I’m really grateful that you’ve taken the time to think about this for me.
Your concerns are completely reasonable.
That said, I do have some ideas of my own regarding the two points you raised.
1. Given my objective, I may not need an extremely large dataset
It is true that if the goal were to identify a tiny number of elite horses from the entire population, an enormous amount of data would be necessary.
However, in Japan, horse racing is centrally managed by a national organization, the JRA, and the class system is very clearly defined. Specifically, the classes are:
Maiden
1-win class
2-win class
3-win class
Open class
My goal is not to pinpoint future Grade race winners within the Open class.
Rather, it would be sufficient to statistically demonstrate that as the model’s score increases, the proportion of horses reaching higher classes also increases.
For that kind of objective, I believe the required amount of data may not be as large as one might initially assume.
2. Japan has a substantial number of high-quality walk videos
In Japan, there is a well-developed system called hitokuchi banushi, where ownership of a racehorse is divided into 40 to 500 shares.
There are around 15 organizations that operate this kind of shared ownership system. Among them, Sunday Racing, Silk Horse Club, and Carrot Club are all closely connected to Northern Farm, and Shadai Thoroughbred Club is also operated by relatives of the same group. These clubs provide walk videos of their horses at the time of recruitment.

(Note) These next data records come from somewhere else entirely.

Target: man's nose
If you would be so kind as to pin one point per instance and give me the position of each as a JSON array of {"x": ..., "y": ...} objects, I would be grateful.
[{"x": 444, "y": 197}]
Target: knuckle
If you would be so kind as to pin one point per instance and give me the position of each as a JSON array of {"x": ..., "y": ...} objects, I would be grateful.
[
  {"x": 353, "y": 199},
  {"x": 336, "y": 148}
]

Because these clubs are run by closely related organizations, the videos are not perfectly standardized, but they are generally filmed from similar angles. Unfortunately, the camera distance is not always consistent.
Still, the number of videos is about 300 per year. If I collect data over 10 years, that would amount to around 3,000 horses, which I believe should be enough for the objective described in point 1.

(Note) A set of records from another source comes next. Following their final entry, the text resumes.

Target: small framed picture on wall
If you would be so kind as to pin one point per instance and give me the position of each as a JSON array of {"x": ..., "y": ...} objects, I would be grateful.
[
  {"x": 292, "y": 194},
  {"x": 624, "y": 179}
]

Even better, these horses are provided with height data along with the videos. I expect that using this height data could help address the scale-difference problem to some extent.
Not a problem. Glad to help
Also, if your goal is to separate the foals that turn out to be elite vs non-elite, two other concerns:
- You need a lot of data to run inference on to build a predictive model. The positive case (elite) is small (~3%) and you’re better off modeling as a binary outcome with even groups (elite vs really slow) and you need ~500 elite so there needs to be ~16,000 videos to choose from, and you use 1000 in your model (10 fold cross validation) otherwise you’re underpowered.

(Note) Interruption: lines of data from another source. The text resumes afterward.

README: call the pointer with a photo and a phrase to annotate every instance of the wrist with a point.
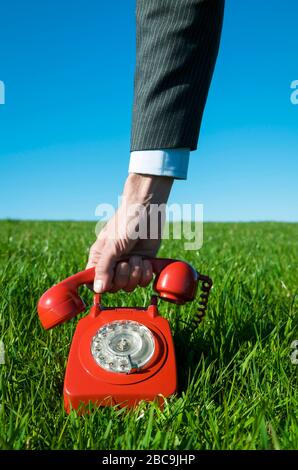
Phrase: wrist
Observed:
(142, 189)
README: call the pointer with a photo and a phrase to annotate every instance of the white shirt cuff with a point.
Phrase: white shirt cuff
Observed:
(163, 162)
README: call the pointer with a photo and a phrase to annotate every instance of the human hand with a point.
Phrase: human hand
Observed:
(126, 235)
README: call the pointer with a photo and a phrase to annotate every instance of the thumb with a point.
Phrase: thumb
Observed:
(104, 271)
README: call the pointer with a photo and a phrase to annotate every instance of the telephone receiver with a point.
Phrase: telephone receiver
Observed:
(175, 281)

- in all these videos the distance from the camera to the horse is unknown so any measurements are not to scale. Even if you augment with monocular depth estimation like Depth Pro or Depth Anything V3 you still won’t get accurate ‘to scale’ measurements of the horses. This is a fatal flaw of using online videos as the size/body length of the horse has a direct correlation to stride length and cadence on the racetrack. The lack of knowledge of actual size with these videos is a large source of error in prediction.
Thank you so much.
There is nothing more valuable than receiving advice from someone who has already gone through this process.
I wasn’t sure how many videos I should use, what kinds of videos would be appropriate, or how many frames I should label for training, so your advice was extremely helpful.
My advice.
- get a representation of videos in different circumstances but make sure they are somewhat even in count. So get left to right walk video of 5 bay, 5 black, 5 chestnut and 5 grey foals (20 total) It will generalize better
- do the k-means image extraction across each of the 20 videos. 30 frames will be enough per video (600 frames total).
- label them consistently and then train for a decent amount of epochs.
- review the ones with large errors. You will usually find it’s where you’ve placed a marker incorrectly or the landmark isn’t clear anyway and should be removed. Retrain.
- even with this you’ll find that on all videos there is a sliding window where the landmarks are placed more accurately. The frames just before and just after the camera is perpendicular to the horse are usually best. You can usually get a full stride cycle of good data to use in downstream analysis.